Watching the Mice DANNCE

Over the past few years, the lab has been working on developing an imaging box, which takes multi-angle videos of mice in a box, observing their locomotion and other behavior. It provides a way for us to more accurately quantify the behavioral phenotype we often observe in mice due to our experiments. Just recently, the box was finished and put into use, and now it’s time to test and verify its efficacy.

When we look at mice behavior in the lab, we typically use an algorithm like 3-Dimensional Aligned Neural Network for Computational Ethology (DANNCE), which is more robust than traditional techniques because by using machine learning, it can create a virtual diagram of a mouse using points in space and analyze how those points move about over time.

DANCCE Algorithm at Work from Dunn, T.W., Marshall, J.D., Severson, K.S. et al. Geometric deep learning enables 3D kinematic profiling across species and environments. Nat Methods 18, 564–573 (2021).

This gives us a more refined way to quantify mouse behaviors like grooming and turning associated with Parkinson’s disease, the lab’s ultimate focus.
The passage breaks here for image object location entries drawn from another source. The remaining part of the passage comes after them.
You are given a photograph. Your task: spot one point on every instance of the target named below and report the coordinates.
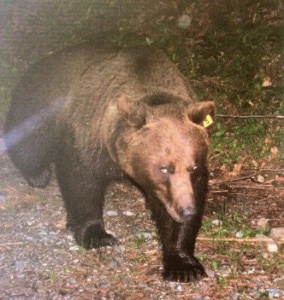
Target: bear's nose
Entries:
(188, 212)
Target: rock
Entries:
(263, 224)
(129, 213)
(277, 233)
(112, 213)
(239, 234)
(272, 247)
(216, 222)
(184, 21)
(3, 196)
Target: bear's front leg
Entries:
(178, 243)
(83, 194)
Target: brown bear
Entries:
(104, 113)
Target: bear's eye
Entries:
(165, 170)
(193, 169)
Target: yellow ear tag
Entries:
(207, 121)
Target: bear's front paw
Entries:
(93, 235)
(183, 269)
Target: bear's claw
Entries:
(183, 271)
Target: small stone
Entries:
(179, 288)
(3, 196)
(129, 213)
(272, 247)
(184, 21)
(260, 179)
(239, 234)
(263, 224)
(144, 235)
(112, 213)
(277, 233)
(216, 222)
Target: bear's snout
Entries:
(188, 212)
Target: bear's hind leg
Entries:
(83, 195)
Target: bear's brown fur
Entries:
(103, 113)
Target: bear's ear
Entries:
(202, 113)
(133, 112)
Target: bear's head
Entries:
(163, 147)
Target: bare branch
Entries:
(251, 117)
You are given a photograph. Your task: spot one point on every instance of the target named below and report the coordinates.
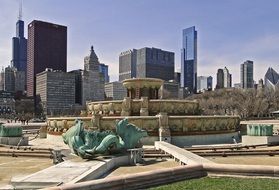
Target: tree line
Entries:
(247, 103)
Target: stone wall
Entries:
(143, 107)
(161, 125)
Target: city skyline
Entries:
(245, 31)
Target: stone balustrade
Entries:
(143, 107)
(160, 125)
(259, 130)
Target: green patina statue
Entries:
(14, 131)
(88, 144)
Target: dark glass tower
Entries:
(47, 48)
(189, 59)
(19, 54)
(246, 74)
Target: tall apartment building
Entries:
(169, 90)
(2, 79)
(104, 69)
(271, 79)
(155, 63)
(115, 90)
(224, 78)
(204, 83)
(146, 63)
(56, 90)
(227, 78)
(220, 79)
(246, 75)
(93, 81)
(189, 59)
(128, 64)
(19, 46)
(46, 48)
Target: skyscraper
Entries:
(204, 83)
(246, 74)
(93, 81)
(271, 79)
(189, 59)
(104, 69)
(227, 78)
(19, 46)
(224, 78)
(146, 63)
(127, 64)
(155, 63)
(220, 79)
(47, 48)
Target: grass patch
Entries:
(222, 183)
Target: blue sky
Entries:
(229, 31)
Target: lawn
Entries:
(222, 183)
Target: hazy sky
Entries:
(229, 31)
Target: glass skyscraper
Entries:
(189, 59)
(19, 54)
(246, 74)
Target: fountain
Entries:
(176, 121)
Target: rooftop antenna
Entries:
(20, 10)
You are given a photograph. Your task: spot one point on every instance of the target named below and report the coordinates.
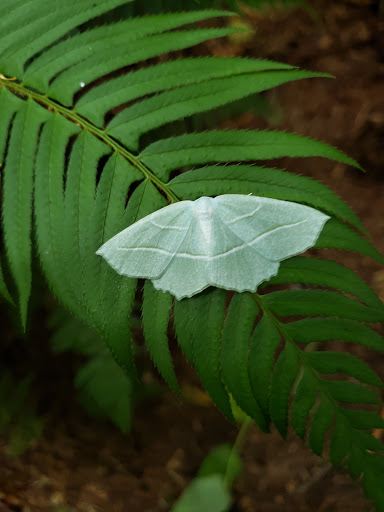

Our experiment consists of testing two variables, drug dosage and the circadian rhythm, on mice behavior, locomotion specifically. By using a technique called Principal Component Analysis, we will take the data of mice moving in 3-dimensions and compress it onto a single image from which we can see differences in mice locomotion. With further analysis, we hope to be able to show that our box does indeed pick up on the differences, no matter how subtle, between mice behaviors in a quantitative and informative way.